Re: [PATCHv4] gitweb: refactor input parameters parse/validation

Jakub Narebski <jnareb@xxxxxxxxx> · Fri, 3 Oct 2008 03:36:30 +0200

On Thu, 2 Oct 2008, Giuseppe Bilotta wrote:

> Since input parameters can now be obtained both from CGI parameters and
> PATH_INFO, we would like most of the code to be agnostic about the way
> parameters were retrieved.
> 

I'd prefer that this cleanup/refactoring patch was _first_ patch in
the series, as we were able to obtain parameters both from CGI query
parameters and from PATH_INFO ($project, $hash or $hash_base+$file_name)
_before_ first patch in this series.  So it correct not only issue
introduced by first patch (and fixed somewhat there), but what was
outstanding (but rare because gitweb did not generate such links)
issue.

> We thus collect all the parameters into the new %input_params hash,
> removing the need for ad-hoc kludgy code in href(). 

Alternate solution would be push data from PATH_INFO in query params
data using (for example)

  $cgi->param('a', $action);

or, naming parameters explicitely

  $cgi->param(-name=>'a', -value=>$action);

This avoids need for additional variable, reuses current code, and
nicely sidesteps issue whether to use long names for keys ('action',
'file_name') or short ones from CGI query ('a', 'f').

It would probably has to be at least partially written to check which
of those two solutions (%input_params or $cgi->param('a', $a)))
is better.

> As much of the 
> parameters validation code is now shared between CGI and PATH_INFO,
> although this requires PATH_INFO parsing to be interleaved into the main
> code instead of being factored out into its own routine.

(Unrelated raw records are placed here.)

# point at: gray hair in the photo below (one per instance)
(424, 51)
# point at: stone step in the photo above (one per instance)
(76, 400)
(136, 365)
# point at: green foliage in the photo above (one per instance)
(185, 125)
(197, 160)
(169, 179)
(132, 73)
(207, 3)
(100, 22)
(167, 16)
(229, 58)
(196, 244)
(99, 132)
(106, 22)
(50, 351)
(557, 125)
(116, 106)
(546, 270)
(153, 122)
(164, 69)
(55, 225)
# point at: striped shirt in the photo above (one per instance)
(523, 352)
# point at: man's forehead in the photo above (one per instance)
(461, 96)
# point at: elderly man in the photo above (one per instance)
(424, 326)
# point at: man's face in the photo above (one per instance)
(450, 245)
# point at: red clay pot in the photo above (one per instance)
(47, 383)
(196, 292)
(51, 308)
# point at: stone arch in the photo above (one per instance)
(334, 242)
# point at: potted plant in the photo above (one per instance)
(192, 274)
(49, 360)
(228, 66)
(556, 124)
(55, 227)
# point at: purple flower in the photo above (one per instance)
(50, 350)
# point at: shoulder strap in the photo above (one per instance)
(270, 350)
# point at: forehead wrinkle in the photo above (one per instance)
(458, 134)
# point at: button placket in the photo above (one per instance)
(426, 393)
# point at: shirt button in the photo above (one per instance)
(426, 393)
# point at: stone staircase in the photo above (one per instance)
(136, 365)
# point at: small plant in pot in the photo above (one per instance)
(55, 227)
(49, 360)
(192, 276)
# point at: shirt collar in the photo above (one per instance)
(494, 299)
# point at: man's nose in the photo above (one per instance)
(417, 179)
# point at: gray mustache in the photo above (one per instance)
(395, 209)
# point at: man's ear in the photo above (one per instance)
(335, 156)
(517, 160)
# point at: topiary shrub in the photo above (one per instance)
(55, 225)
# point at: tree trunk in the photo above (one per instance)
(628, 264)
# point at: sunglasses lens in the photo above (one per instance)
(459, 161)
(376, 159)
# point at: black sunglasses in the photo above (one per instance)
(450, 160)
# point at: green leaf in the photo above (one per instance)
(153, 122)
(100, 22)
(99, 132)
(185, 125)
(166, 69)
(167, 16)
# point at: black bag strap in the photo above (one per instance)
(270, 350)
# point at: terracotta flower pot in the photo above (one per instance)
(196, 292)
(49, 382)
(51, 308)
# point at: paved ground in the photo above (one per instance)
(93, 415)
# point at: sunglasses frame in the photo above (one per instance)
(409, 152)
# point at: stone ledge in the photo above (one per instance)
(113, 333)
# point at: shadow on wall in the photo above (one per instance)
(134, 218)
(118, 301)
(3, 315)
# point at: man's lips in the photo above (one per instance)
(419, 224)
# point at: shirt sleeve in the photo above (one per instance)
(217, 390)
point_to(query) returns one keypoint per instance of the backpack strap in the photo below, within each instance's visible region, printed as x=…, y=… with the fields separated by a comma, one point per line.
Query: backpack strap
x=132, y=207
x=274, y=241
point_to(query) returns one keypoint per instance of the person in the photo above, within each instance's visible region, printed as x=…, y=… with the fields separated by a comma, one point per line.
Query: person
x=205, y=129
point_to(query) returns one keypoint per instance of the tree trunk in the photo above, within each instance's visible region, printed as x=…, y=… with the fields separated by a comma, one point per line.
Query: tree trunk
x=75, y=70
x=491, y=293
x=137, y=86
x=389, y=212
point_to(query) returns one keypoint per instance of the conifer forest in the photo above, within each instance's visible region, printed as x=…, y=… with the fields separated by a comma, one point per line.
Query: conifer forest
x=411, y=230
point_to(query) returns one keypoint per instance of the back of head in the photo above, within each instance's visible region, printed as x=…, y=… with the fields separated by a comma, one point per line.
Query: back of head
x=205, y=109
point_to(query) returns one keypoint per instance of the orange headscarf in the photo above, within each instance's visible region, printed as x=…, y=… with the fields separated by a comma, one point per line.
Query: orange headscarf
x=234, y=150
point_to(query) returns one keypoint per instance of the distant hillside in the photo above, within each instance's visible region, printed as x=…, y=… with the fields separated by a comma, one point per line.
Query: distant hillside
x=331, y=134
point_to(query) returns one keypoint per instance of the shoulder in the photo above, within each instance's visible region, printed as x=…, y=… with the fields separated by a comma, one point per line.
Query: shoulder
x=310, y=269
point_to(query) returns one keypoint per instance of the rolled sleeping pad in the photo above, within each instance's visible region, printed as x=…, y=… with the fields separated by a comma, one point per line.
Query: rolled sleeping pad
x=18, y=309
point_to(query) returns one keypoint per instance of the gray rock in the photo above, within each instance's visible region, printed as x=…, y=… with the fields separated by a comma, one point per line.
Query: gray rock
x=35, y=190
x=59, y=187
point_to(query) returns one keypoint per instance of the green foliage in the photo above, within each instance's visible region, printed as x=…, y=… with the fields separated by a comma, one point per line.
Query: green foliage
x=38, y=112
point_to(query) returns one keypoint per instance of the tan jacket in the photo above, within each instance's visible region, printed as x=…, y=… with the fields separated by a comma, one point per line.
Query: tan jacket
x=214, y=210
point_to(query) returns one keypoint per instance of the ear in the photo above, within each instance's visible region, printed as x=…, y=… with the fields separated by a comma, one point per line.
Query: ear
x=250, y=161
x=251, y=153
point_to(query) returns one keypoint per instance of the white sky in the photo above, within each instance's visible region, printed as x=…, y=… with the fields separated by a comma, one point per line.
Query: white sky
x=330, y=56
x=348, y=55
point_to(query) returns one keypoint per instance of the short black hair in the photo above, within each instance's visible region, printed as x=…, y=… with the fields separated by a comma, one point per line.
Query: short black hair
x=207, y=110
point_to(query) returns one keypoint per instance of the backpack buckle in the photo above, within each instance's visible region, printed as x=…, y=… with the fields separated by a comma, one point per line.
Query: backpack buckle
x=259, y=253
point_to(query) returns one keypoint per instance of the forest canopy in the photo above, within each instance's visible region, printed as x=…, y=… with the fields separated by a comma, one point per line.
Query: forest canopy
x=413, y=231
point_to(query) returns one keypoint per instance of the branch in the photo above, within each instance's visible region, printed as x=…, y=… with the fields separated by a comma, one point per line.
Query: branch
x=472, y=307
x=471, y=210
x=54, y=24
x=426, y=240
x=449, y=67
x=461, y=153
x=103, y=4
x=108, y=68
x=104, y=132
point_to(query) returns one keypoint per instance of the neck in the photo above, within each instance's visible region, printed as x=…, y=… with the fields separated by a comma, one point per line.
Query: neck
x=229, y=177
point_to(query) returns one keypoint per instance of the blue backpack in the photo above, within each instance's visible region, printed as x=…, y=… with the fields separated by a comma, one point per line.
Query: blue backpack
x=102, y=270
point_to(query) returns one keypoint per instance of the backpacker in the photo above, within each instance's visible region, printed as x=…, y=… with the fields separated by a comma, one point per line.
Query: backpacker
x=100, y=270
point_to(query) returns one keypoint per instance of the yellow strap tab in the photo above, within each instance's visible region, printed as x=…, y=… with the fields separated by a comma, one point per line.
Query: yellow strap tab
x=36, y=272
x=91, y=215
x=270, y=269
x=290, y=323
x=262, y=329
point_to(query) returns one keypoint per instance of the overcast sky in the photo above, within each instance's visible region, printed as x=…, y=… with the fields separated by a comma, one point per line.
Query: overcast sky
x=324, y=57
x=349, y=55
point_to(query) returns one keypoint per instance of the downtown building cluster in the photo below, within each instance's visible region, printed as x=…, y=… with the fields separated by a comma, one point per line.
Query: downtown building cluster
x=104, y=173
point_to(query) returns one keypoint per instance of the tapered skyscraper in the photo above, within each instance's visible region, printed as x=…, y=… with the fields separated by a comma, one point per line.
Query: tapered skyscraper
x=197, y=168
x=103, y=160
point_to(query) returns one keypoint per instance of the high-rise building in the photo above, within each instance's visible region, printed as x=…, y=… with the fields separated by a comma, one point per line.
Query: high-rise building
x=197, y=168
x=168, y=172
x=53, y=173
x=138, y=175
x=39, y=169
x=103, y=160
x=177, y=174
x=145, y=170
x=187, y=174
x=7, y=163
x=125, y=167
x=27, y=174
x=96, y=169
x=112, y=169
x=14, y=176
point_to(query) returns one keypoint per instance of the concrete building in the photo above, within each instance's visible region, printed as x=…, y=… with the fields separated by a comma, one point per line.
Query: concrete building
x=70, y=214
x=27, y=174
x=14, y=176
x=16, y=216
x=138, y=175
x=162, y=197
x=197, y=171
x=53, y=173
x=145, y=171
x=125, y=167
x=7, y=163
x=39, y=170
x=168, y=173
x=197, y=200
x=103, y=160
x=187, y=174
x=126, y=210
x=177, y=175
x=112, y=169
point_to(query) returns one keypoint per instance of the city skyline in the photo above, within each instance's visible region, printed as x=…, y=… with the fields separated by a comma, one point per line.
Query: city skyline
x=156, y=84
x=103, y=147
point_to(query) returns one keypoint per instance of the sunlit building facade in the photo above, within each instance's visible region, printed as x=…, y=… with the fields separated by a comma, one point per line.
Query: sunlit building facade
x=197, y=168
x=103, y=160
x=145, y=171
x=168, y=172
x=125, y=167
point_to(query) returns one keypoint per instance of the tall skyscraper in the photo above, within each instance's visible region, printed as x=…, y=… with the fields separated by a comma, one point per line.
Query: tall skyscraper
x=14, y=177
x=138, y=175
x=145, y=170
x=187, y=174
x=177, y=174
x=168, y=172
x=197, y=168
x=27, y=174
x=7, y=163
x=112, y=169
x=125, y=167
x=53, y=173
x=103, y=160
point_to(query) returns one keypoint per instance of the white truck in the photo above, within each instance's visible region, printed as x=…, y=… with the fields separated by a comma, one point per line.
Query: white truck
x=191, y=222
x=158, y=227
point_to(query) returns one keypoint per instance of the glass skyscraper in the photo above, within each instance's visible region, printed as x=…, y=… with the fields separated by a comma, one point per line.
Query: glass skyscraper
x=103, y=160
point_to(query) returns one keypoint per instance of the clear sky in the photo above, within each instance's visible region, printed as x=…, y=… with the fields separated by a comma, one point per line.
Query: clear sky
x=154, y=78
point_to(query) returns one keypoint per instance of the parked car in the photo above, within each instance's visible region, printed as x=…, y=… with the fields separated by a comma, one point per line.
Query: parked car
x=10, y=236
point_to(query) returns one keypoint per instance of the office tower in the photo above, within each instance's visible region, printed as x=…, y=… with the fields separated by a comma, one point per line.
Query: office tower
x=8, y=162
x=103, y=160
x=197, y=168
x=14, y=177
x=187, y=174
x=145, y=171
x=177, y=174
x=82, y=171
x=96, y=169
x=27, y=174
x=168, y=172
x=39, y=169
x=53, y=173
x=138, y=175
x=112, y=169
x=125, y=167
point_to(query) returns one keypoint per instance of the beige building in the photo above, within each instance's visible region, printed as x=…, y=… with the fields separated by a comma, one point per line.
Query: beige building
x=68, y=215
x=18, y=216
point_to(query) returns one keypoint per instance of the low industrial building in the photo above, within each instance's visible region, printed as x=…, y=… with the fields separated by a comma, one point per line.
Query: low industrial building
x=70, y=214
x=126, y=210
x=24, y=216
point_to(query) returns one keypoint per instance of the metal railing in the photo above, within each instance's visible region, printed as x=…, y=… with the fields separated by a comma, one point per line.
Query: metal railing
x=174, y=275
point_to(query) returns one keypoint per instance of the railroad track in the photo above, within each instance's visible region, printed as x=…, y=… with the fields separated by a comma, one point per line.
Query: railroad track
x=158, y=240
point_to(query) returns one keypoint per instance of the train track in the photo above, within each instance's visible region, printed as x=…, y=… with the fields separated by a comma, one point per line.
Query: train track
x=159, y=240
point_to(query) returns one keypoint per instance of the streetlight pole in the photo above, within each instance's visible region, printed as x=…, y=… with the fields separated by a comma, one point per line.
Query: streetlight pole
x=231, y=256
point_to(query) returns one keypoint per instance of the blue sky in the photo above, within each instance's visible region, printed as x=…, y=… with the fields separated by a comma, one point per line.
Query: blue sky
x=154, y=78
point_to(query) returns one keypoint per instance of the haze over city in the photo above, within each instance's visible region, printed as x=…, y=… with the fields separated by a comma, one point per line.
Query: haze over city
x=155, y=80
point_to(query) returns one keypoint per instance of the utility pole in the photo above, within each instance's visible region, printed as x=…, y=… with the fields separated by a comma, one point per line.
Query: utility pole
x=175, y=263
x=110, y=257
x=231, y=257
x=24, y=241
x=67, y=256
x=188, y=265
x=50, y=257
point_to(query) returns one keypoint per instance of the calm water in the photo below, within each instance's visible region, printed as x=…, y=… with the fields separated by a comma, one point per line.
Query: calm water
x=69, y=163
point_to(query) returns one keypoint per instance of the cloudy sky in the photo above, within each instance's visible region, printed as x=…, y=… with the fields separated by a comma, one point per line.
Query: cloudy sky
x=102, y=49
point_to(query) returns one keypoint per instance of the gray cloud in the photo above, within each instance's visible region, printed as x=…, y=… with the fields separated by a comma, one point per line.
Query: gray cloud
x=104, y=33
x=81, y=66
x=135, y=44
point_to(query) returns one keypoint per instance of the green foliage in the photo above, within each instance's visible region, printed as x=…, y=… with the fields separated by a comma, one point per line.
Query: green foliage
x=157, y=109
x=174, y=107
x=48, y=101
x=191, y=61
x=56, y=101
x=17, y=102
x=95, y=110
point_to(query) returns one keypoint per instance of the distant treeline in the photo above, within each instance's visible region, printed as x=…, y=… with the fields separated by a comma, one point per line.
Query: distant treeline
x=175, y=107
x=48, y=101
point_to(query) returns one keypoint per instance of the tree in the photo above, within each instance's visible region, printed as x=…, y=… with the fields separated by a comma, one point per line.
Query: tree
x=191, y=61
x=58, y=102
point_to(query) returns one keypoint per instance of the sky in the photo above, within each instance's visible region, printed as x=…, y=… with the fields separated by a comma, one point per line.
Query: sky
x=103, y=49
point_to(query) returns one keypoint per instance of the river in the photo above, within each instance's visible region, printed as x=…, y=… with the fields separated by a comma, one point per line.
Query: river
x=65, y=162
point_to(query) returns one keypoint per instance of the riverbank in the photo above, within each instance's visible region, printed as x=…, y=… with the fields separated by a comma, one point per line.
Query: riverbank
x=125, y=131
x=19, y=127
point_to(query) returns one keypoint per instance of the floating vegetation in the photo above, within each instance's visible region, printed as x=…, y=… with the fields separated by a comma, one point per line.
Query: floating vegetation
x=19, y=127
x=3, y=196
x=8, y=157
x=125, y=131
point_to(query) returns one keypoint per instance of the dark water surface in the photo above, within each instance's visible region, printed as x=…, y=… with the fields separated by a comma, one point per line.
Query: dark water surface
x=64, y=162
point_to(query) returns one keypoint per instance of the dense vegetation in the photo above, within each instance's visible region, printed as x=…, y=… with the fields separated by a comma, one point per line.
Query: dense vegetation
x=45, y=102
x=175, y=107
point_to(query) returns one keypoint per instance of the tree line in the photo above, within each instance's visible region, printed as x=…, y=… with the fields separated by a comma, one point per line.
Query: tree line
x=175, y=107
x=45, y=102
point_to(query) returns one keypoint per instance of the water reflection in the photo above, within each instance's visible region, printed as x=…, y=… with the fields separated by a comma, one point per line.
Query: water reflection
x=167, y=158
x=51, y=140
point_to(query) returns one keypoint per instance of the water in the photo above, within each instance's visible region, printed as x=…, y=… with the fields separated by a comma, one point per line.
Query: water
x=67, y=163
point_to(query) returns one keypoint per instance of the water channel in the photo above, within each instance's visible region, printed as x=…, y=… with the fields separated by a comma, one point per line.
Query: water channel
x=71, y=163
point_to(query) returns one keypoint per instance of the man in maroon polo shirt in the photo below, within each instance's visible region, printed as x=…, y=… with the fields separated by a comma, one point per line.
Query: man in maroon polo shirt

I'm not sure if it is worth it then to unify parameters validation,
with such drawback.

> Signed-off-by: Giuseppe Bilotta <giuseppe.bilotta@xxxxxxxxx>
> ---
>  gitweb/gitweb.perl |  336 ++++++++++++++++++++++++++++------------------------
>  1 files changed, 183 insertions(+), 153 deletions(-)
> 
> diff --git a/gitweb/gitweb.perl b/gitweb/gitweb.perl
> index f088681..ec4326f 100755
> --- a/gitweb/gitweb.perl
> +++ b/gitweb/gitweb.perl
> @@ -28,8 +28,10 @@ our $my_url = $cgi->url();
>  our $my_uri = $cgi->url(-absolute => 1);
>  
>  # if we're called with PATH_INFO, we have to strip that
> -# from the URL to find our real URL
> -if (my $path_info = $ENV{"PATH_INFO"}) {
> +# from the URL to find our real URL. PATH_INFO is kept
> +# as it's used later on for parameter extraction
> +my $path_info = $ENV{"PATH_INFO"};
> +if ($path_info) {
>  	$my_url =~ s,\Q$path_info\E$,,;
>  	$my_uri =~ s,\Q$path_info\E$,,;
>  }

This might be separate patch, if you wanted to increase your commit
count ;-)  More seriously I think it should be at least briefly
mentioned in commit message (make $path_info global).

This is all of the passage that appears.